The difficulty of measuring the amount of THC in chocolate

The difficulty of measuring the amount of THC in chocolate

There is something about chocolate that interferes with THC potency tests

THC in chocolate. In states where cannabis is legal, marijuana can be sold in cookies, candies, jelly beans, protein bars, etc. Commercial products that incorporate cannabis are labeled with the amount of THC they contain. That is of great importance for medical marijuana patients to obtain the desired dose and recreational marijuana users decide the level of psychoactive effects they want to experience.

How much marijuana is really in a cannabis brownie? Chocolate makes potency tests very difficult, so labels are not always accurate, and the problem is that scientists still don’t know why.

Chemists say there is something in chocolate that interferes with potency tests. A cannabis chocolate product can come with a label that says that the THC content is 10 milligrams and could be much higher. This is dangerous.

Chemists working in marijuana companies and testing laboratories are trying to develop those standards of quality and quantity of cannabinoids contained in food and many are patenting their ideas. According to Boston lawyer Vincent Capuano, who has a PhD in organic chemistry, the inventors have patented different ways to put cannabis in milk, coffee capsules, ice cream, chewing gum, etc.

Marijuana has hundreds of chemical compounds, such as THC and CBD, and some are difficult to process with other food ingredients. Chocolate is a good example.

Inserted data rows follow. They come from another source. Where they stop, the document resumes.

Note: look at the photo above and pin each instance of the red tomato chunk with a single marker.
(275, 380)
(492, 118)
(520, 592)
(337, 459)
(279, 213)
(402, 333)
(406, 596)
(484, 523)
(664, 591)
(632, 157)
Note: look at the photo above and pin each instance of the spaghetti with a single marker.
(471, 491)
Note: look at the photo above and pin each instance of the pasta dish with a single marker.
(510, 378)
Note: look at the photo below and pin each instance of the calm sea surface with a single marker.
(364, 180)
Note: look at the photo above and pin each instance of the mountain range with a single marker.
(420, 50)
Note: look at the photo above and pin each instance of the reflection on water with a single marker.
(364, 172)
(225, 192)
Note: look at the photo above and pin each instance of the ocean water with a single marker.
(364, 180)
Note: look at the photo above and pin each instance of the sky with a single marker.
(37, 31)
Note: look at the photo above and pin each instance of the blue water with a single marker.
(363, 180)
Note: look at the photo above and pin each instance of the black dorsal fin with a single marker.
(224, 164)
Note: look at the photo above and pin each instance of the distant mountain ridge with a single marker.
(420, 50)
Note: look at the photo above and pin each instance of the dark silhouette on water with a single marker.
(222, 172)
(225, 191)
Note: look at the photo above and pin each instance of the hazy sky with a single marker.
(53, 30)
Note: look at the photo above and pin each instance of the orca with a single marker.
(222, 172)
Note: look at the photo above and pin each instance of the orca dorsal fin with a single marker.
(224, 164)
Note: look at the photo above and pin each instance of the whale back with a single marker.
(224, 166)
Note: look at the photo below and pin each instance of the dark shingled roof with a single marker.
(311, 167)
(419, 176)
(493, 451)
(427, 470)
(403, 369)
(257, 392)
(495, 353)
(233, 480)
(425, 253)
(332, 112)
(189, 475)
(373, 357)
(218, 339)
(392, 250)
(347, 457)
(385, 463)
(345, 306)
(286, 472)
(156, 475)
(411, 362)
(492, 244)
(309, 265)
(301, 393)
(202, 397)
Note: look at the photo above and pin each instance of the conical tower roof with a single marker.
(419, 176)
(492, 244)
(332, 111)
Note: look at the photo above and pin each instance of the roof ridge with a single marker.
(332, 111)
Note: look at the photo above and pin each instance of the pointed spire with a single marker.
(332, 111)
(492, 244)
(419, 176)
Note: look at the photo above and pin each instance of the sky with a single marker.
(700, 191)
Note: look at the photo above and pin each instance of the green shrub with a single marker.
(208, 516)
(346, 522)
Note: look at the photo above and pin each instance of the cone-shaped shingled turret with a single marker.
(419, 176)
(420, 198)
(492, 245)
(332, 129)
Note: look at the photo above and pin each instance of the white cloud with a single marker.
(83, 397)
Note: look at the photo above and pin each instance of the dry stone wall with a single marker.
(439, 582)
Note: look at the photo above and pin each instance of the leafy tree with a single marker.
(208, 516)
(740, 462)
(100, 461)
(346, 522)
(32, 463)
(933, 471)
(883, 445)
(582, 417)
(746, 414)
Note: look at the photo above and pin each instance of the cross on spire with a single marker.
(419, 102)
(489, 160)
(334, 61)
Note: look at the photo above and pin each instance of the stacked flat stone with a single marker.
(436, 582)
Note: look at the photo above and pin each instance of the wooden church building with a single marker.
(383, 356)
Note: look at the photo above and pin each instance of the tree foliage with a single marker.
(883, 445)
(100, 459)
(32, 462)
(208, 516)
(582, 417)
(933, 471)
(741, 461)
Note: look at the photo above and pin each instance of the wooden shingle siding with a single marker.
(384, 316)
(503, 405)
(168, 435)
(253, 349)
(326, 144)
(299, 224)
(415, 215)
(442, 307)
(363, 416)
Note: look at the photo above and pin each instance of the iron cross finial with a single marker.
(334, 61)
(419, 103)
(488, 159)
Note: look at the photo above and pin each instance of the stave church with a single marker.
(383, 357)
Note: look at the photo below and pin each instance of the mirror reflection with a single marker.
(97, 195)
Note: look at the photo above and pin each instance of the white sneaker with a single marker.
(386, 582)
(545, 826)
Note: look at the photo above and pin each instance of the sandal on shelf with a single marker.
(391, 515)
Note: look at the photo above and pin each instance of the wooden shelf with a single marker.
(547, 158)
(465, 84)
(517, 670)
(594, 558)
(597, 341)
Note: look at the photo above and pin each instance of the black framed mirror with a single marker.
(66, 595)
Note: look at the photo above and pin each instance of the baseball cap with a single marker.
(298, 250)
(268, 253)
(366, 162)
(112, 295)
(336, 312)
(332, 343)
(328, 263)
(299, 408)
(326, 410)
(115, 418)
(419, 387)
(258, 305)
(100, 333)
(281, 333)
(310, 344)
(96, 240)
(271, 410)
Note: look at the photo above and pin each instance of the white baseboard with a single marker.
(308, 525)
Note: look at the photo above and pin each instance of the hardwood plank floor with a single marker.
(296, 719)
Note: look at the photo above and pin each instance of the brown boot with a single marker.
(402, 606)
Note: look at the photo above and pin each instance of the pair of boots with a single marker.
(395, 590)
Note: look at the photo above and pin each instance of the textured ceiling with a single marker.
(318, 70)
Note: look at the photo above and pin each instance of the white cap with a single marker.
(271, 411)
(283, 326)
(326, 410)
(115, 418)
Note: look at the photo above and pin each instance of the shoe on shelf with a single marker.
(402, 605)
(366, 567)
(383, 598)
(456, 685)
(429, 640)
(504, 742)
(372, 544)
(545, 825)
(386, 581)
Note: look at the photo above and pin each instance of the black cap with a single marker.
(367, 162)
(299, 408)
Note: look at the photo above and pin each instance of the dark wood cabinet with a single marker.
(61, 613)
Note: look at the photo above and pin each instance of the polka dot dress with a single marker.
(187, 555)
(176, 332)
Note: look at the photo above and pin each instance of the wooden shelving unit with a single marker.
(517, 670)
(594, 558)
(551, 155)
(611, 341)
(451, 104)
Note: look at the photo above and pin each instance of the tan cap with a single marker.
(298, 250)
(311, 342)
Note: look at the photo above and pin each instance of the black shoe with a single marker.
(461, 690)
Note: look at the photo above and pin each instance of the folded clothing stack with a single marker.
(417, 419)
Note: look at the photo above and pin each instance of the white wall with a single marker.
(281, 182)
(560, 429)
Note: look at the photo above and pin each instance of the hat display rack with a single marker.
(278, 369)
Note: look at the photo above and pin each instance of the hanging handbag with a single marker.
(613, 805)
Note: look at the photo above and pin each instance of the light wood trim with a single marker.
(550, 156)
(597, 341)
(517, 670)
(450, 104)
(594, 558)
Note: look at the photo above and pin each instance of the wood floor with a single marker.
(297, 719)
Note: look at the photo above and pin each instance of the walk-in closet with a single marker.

David Dawson, a chemist and principal investigator at CW Analytical Laboratories in Oakland, California, who tests marijuana, realized that the more chocolate in the product, the less accurate the analytical results. Dawson believes that part of the THC clings to chocolate fat and is imperceptible during analytics.

To do his job, Dawson grinds a chocolate bar infused with THC in a commercial food processor. Weigh the samples and add solvent to the material before measuring the power of THC. He has tried cocoa powder, baking chocolate and white chocolate to try to determine which ingredients the THC hides during the tests.

David Dawson’s research focuses on cannabis potency tests due to the high associated risks. If an edible cannabis product is shown to have 10% less THC than the label says, California law states that it must be re-labeled, which takes time and money. But it is even worse if a product is shown to contain 10% or more THC than the label says. In this case the whole lot must be destroyed. Dawson’s research is on the agenda of the American Chemical Society meeting in San Diego.

The researcher says that there are some power variations that are very strange depending on how the chocolate samples are prepared for the test. Dawson studied the effects of altering sample preparation conditions, such as amounts of chocolate and solvent, pH and type of chocolate, on the concentration of measured THC.

The results were very surprising. When they put less chocolate infused with cannabis in the sample vial, for example 1 gram, they obtained higher THC potencies and more precise values ​​than when they put 2 grams of the same chocolate infused in the vial. This is very difficult for Dawson to understand, who assumed that the more sample he had, the more conclusive the results would be. And these results suggested that some other component of chocolate was suppressing the signal for THC.

Changing the amount of sample in the vial could determine if a sample passes or not, which could have a great impact on the producer of the chocolate bars, as well as on the customer who could be taking an overdose of THC or too little.


Dawson is currently trying to discover which chocolate ingredient is responsible for these effects. You have tried to add a standard THC solution with different amounts of chocolate bar, cocoa powder, bakery chocolate and white chocolate, all of which have different components, and observe how the results change. Dawson believes that the solution to the riddle is in fats of chocolate since THC is fat soluble.

Dawson would like to extend his analysis to other cannabinoids, such as cannabidiol (CBD), a non-psychoactive substance that is emerging in many edible products.